Dicle Üniversitesi İlahiyat Fakültesi Kelam Anabilim Dalı Başkanı Prof. Dr. Yener Öztürk de Allah Resulü’nün iyi bir aile reisi ve mükemmel bir baba olduğunu dile getiriyor. Öztürk, on yıl ara vermeden Peygamber Efendimiz’in hizmetinde bulunan Hz. Enes’in, “Aile fertlerine karşı, Hz. Muhammed’den (sas) daha şefkatlisini görmedim.” dediğini hatırlatıyor. Allah Resulü’nün, çocuklarına ve torunlarına değer verip onları takdir ettiğini kaydeden Öztürk, bir kıssa anlatıyor: “Bir gün Hz. Hasan ve Hz. Hüseyin sırtında iken içeriye Hz. Ömer girer. Onları öyle görünce ‘Ne güzel bineğiniz var’ der. Allah Resulü ‘Ne güzel süvariler onlar’ buyurur.”

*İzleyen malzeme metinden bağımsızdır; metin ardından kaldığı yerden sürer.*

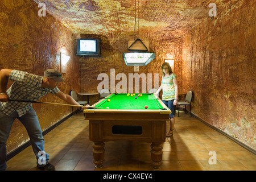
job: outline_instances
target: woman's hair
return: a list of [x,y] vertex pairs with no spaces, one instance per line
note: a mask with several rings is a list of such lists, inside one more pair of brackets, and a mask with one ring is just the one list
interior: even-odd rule
[[171,74],[173,73],[172,71],[172,68],[171,68],[171,66],[170,65],[169,63],[167,62],[164,62],[163,65],[161,67],[161,71],[162,71],[162,73],[163,73],[163,76],[166,76],[166,73],[164,73],[164,72],[163,71],[163,67],[164,66],[167,66],[168,68],[169,68],[168,70],[169,71],[169,74]]

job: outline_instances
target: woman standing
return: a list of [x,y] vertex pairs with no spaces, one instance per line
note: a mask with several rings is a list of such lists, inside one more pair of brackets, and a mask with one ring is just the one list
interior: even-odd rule
[[161,69],[163,73],[162,84],[155,94],[157,95],[163,89],[162,101],[172,111],[169,115],[170,129],[169,132],[166,134],[166,137],[170,137],[174,135],[175,107],[177,103],[177,76],[172,72],[172,68],[168,63],[164,63]]

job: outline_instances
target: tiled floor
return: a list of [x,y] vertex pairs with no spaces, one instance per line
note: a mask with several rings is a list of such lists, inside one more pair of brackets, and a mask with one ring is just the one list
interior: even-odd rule
[[[154,170],[150,143],[123,140],[106,142],[104,166],[95,168],[88,134],[89,122],[79,113],[44,136],[46,151],[56,170]],[[211,151],[217,154],[216,164],[209,164]],[[160,171],[256,170],[255,155],[183,113],[176,117],[174,136],[166,139],[163,151]],[[31,146],[7,161],[7,166],[9,171],[38,170]]]

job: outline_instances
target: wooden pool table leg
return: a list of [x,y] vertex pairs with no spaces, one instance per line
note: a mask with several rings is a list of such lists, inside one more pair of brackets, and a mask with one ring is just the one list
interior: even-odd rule
[[93,144],[93,163],[96,168],[101,168],[103,166],[105,161],[105,143],[103,142],[94,142]]
[[159,169],[163,163],[163,143],[152,143],[151,144],[151,160],[152,161],[153,168]]

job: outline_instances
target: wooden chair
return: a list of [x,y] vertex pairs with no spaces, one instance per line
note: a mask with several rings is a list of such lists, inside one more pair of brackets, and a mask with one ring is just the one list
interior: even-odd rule
[[184,106],[185,106],[185,114],[187,114],[186,106],[189,106],[190,117],[192,117],[191,101],[192,101],[192,97],[193,97],[193,92],[192,90],[189,90],[188,92],[188,93],[187,93],[185,101],[179,101],[177,102],[177,105],[179,105],[178,117],[179,117],[179,114],[180,114],[180,106],[184,105]]

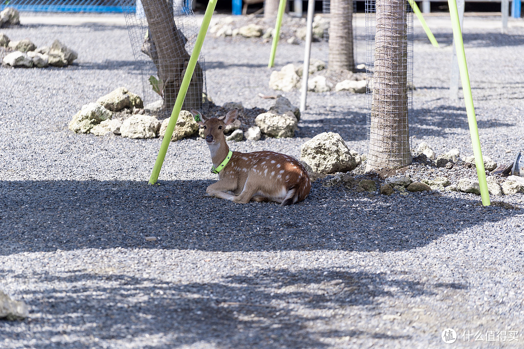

Efendimiz’in, ailesine anlatmak istediklerini önce davranışlarıyla, daha sonra diliyle anlattığını belirten Öztürk, şu ifadeleri kullanıyor: “Allah Resulü onlara şefkatli davranırken onların bakışlarını yüksek hedeflere yönlendirmeyi de asla ihmal etmezdi. Onları korurken, onlara tebessüm ederken, onların maneviyatı ve uhrevi meseleleri ihmal etmelerine de asla rızası olmazdı. Böylece o dengeyi en yüksek seviyede temsil ederdi. Burada hatırlatılması gereken mühim bir nokta da şudur: O, ailede yapmak ve anlatmak istediği şeyleri daha çok davranışlarıyla ifade etmiştir. Sonra da davranışlarının anlattığı bu hususlara diliyle tercüman olmuştur. Aile fertlerinin zihninde güven telkin eden bir baba olarak kalmak için bundan daha etkili yol düşünülemez.”